I Have Lived A Good Deal On Clouds; They Have Been Meat To Me
Often; They Bring Something To The Spirit Which Even The Trees Do Not.
I
see clouds now sometimes when the iron grip of hell permits for a minute
or two; they are very different clouds, and speak differently.
I long for
some of the old clouds that had no memories. There were nights in those
times over those fields, not darkness, but Night, full of glowing suns
and glowing richness of life that sprang up to meet them. The nights are
there still; they are everywhere, nothing local in the night; but it is
not the Night to me seen through the window.
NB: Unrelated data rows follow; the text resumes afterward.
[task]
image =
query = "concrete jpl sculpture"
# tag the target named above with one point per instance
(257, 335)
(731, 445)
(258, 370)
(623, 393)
There used to be footpaths. Following one of them, the first field always
had a good crop of grass; over the next stile there was a great oak
standing alone in the centre of the field, generally a great cart-horse
under it, and a few rushes scattered about the furrows; the fourth was
always full of the finest clover; in the fifth you could scent the beans
on the hill, and there was a hedge like a wood, and a nest of the
long-tailed tit; the sixth had a runnel and blue forget-me-nots; the
seventh had a brooklet and scattered trees along it; from the eighth you
looked back on the slope and saw the thatched houses you had left behind
under passing shadows, and rounded white clouds going straight for the
distant hills, each cloud visibly bulging and bowed down like a bag.